Favorite one-line review about the book
Blend H. G. Wells’ The Time Machine with BBC’s Dr. Who, add a side of Jon D. MacDonald’s The Girl, The Gold Watch and Everything, season generously with Jasper Fforde’s Thursday Next novels, and you have a taste for Rysa Walker’s first-in-a-series work Time’s Twisted Arrow: Book One of the CHRONOS Files.
Favorite 6 sentences from the book
“I felt a bit awkward when I walked back into the bedroom, even though far more of my body was exposed by the shorts and tank-tops I usually wore than by the yards of white silk and lace in which I was now enveloped.
He raised an appreciative eyebrow and smiled, as he took me by the shoulders and turned me around to begin pulling the laces together. He didn’t cinch it as tightly as Katherine had, but I thought it was tight enough that the dress would fit. When he was done with the laces, he lifted my hair and pushed it over one shoulder, pressing his lips against the nape of my neck and adding several more very gentle kisses down my back until he reached the lace edge of the camisole. His breath was warm against my skin and I locked my knees to keep from melting into a gooey puddle on the floor.
“”Promise me,”” Trey said, very softly, as he turned me around to face him, “”that one day, I will have the pleasure of unlacing this contraption.”””
or find it on Goodreads
But before you go, one last question …
There is no better class than _____________
Reason #1: The teacher was the football coach and most of the guys in the class were on his team. So instead of those awful mangled up videos of car accidents that most people saw in driver’s ed, he showed videos of the last football game or videos he’d gotten of the next team we were facing, etc. The jocks were glued to screen, and the rest of us napped.

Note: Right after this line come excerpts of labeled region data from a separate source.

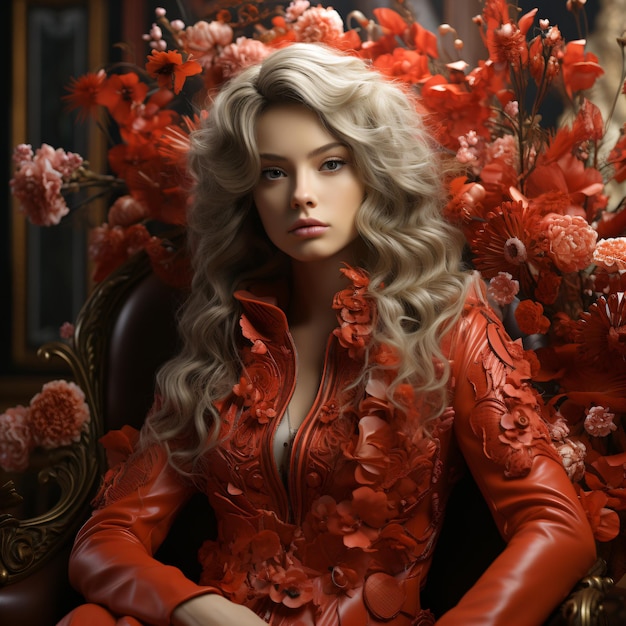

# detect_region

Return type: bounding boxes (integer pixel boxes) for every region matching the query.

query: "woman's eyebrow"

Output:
[259,141,346,161]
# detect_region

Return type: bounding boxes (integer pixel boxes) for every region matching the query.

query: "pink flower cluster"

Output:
[9,143,83,226]
[0,380,90,472]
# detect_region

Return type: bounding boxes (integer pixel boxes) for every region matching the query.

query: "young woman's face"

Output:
[253,105,365,262]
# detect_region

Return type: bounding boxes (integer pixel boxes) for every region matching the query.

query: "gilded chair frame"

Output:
[0,254,151,587]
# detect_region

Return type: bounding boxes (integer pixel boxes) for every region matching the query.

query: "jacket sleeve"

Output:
[437,294,596,626]
[69,446,217,626]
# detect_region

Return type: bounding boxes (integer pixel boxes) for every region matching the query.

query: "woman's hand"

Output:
[172,593,267,626]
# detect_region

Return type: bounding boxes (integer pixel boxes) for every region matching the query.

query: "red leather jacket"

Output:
[63,272,595,626]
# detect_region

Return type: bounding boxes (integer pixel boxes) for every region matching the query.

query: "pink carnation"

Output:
[543,213,598,272]
[285,0,311,22]
[0,405,33,472]
[216,37,271,78]
[487,272,519,306]
[9,144,83,226]
[30,380,90,449]
[585,406,617,437]
[183,20,233,68]
[593,237,626,272]
[293,7,343,43]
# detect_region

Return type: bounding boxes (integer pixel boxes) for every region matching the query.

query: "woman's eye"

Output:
[321,159,346,172]
[261,167,285,180]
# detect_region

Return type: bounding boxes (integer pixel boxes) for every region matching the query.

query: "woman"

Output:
[61,44,595,626]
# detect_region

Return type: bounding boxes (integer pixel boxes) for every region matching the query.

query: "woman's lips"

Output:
[289,220,328,238]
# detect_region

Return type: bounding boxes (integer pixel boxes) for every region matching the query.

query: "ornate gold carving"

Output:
[0,255,150,586]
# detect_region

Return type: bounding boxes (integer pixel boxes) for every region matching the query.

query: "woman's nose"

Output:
[291,173,317,209]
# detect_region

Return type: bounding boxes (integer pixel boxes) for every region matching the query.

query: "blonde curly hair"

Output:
[144,44,469,471]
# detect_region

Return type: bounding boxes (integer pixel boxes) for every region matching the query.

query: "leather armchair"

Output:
[0,250,626,626]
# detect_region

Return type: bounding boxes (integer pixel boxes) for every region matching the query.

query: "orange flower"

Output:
[593,237,626,272]
[374,48,431,84]
[30,380,90,448]
[515,300,550,335]
[63,70,106,121]
[146,50,202,94]
[541,213,598,272]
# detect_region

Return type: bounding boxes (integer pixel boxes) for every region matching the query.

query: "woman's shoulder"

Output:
[450,272,523,366]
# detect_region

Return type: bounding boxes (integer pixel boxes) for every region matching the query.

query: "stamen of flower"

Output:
[504,237,528,265]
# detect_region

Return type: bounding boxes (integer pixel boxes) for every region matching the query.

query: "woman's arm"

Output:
[437,300,596,626]
[69,447,216,625]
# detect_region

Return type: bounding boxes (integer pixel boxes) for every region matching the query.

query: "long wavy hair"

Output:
[143,44,468,471]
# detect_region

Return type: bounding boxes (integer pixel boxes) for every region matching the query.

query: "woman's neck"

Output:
[288,259,347,326]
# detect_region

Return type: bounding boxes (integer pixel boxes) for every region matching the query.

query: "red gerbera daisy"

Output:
[578,293,626,371]
[63,70,106,121]
[470,202,541,295]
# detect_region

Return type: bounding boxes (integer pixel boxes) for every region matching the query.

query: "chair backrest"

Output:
[0,253,184,626]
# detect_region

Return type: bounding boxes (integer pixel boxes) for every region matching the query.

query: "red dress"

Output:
[56,270,595,626]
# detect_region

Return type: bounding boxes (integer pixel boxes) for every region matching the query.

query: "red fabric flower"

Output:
[146,50,202,94]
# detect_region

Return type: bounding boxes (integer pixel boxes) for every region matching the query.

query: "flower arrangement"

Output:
[0,380,90,472]
[7,0,626,575]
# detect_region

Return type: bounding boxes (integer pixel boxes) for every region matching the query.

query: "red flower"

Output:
[562,39,604,97]
[269,565,313,609]
[470,202,541,293]
[515,300,550,335]
[578,294,626,369]
[578,490,619,541]
[97,72,148,125]
[63,70,106,121]
[146,50,202,94]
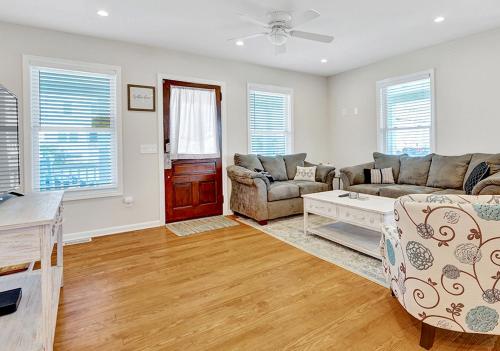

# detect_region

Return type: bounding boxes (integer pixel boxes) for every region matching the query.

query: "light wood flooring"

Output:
[55,220,500,351]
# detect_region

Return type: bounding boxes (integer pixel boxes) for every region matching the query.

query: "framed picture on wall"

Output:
[127,84,156,112]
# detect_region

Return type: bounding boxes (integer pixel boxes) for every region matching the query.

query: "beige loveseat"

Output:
[227,153,335,224]
[340,152,500,198]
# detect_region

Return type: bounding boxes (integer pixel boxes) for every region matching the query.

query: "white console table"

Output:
[0,191,63,351]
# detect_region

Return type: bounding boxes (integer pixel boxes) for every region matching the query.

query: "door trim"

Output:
[156,73,231,223]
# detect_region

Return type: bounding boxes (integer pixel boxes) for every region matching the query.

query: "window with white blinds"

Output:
[377,71,434,156]
[248,84,293,156]
[30,59,119,198]
[0,85,20,193]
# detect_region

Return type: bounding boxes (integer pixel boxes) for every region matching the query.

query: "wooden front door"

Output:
[163,80,224,223]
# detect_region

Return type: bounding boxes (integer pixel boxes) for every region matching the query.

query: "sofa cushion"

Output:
[283,153,307,180]
[293,180,328,195]
[398,154,432,185]
[463,153,500,189]
[432,189,465,195]
[373,152,408,182]
[346,184,394,195]
[267,181,300,201]
[380,184,443,198]
[259,155,288,181]
[426,154,472,189]
[234,154,264,171]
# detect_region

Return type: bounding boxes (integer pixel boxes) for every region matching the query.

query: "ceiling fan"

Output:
[229,10,333,54]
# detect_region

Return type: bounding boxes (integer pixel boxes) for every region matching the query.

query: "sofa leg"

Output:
[420,323,436,350]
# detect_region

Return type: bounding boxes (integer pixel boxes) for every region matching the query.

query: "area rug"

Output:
[236,215,387,286]
[166,216,238,236]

Reason #2: A driver’s license at the end. For someone who lived ten miles away from even the teeny tiny town where I went to school, that license was a …

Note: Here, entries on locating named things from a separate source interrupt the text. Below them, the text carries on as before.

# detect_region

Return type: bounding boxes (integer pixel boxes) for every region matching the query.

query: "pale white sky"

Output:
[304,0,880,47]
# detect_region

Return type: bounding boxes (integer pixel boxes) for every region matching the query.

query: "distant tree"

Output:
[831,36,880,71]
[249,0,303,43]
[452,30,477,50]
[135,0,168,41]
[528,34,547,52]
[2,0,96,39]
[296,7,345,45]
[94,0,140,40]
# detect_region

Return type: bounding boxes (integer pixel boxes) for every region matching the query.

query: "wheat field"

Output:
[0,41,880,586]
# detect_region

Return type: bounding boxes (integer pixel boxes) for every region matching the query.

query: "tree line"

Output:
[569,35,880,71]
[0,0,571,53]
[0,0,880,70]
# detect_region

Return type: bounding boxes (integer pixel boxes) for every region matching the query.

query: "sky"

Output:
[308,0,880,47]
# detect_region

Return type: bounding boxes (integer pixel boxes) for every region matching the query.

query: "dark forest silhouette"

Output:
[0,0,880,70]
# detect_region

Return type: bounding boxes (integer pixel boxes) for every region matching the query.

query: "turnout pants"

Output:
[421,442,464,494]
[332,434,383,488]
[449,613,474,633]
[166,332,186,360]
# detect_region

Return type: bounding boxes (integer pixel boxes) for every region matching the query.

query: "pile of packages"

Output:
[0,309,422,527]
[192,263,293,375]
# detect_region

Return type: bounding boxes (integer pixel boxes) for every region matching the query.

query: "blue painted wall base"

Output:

Bonus! Okay … one last one …
What really happened on prom night …
At the post-prom beach house party, my ex-boyfriend and the skanky little witch he took up with decided to go into one of the bedrooms to make out. The stereo was also in that room, and we’d been listening to the same tunes for nearly an hour. No one was willing to interrupt them. My best friend (and new prom date) tried to talk me out of it, but the two margaritas I’d consumed were insisting it was a very good, absolutely wonderful idea. The margaritas were talking louder than the best friend at that point, so I grabbed an ice-pick and used it to jimmy open the locked bedroom door.
I really think the ex believed that ice pick was intended for him when the door opened. (To be honest, he was a very tempting target.) Instead, I walked over to the stereo to change the music — and told them on the way out that they might want to finish their little rendezvous pretty quickly, because I’d be back if the songs started repeating.
Congratulations, Rysa! Good luck with Time’s Twisted Arrow: Book One of the CHRONOS Files!